The English newspaper The Telegraph reports that Parliament plans to announce hearings into the match-fixing scandal that has rocked the tennis world and cast a shadow over the ongoing Australian Open. A report by BuzzFeed and the BBC released last weekend claimed tennis officials have evidence that men’s players have thrown matches, including ones at Grand Slam tournaments, but have done little to address the issue. According to the Telegraph report, Parliament’s Culture, Media and Sport select committee is expected to call officials from the Tennis Integrity Unit, the body responsible for investigating match-fixing, to testify. It’s even possible that the names of players alleged to have fixed matches could be revealed.
In addition to officials from the Tennis Integrity Unit, members of the Association of Tennis Professionals, which operates the men’s pro tour, could also be questioned. Tennis officials have strongly denied suppressing information about suspected match-fixing.
BuzzFeed and the BBC didn’t reveal the names of the athletes identified in the leaked documents as suspected fixers, but according to the Telegraph, the evidence submitted to the committee could include those names, and it’s possible those athletes could be outed under parliamentary privilege over the course of a hearing. According to the paper, “The committee has used privilege – which protects information revealed in Parliament from Britain’s libel laws – in previous sporting inquiries, most notably during that into the award of the next two World Cup finals tournaments.”

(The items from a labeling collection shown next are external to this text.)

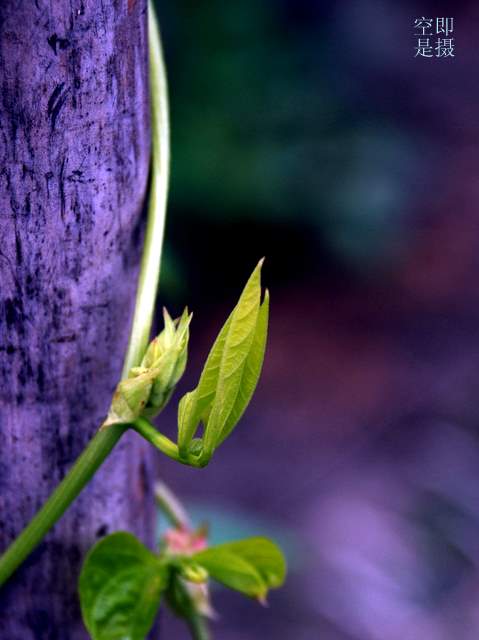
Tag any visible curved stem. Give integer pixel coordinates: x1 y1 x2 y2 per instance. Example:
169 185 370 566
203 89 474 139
123 2 170 378
0 4 169 586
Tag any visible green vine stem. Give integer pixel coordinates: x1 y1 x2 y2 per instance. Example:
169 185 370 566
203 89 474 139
0 3 169 586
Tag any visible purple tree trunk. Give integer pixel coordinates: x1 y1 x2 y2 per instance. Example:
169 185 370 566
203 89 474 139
0 0 154 640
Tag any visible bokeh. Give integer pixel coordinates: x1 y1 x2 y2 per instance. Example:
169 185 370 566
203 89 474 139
153 0 479 640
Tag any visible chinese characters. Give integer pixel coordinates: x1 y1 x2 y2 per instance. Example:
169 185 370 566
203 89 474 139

But, as the paper notes, it will also be under pressure not to unintentionally out any athletes, as it did with Paula Radcliffe last year during a parliamentary inquiry into blood doping. Radcliffe’s name had been on a leaked list of athletes with “suspicious blood values,” and though she hadn’t been named in the press, the MP Jesse Norman appeared to allude to Radcliffe during the hearings. Radcliffe was later cleared of wrongdoing.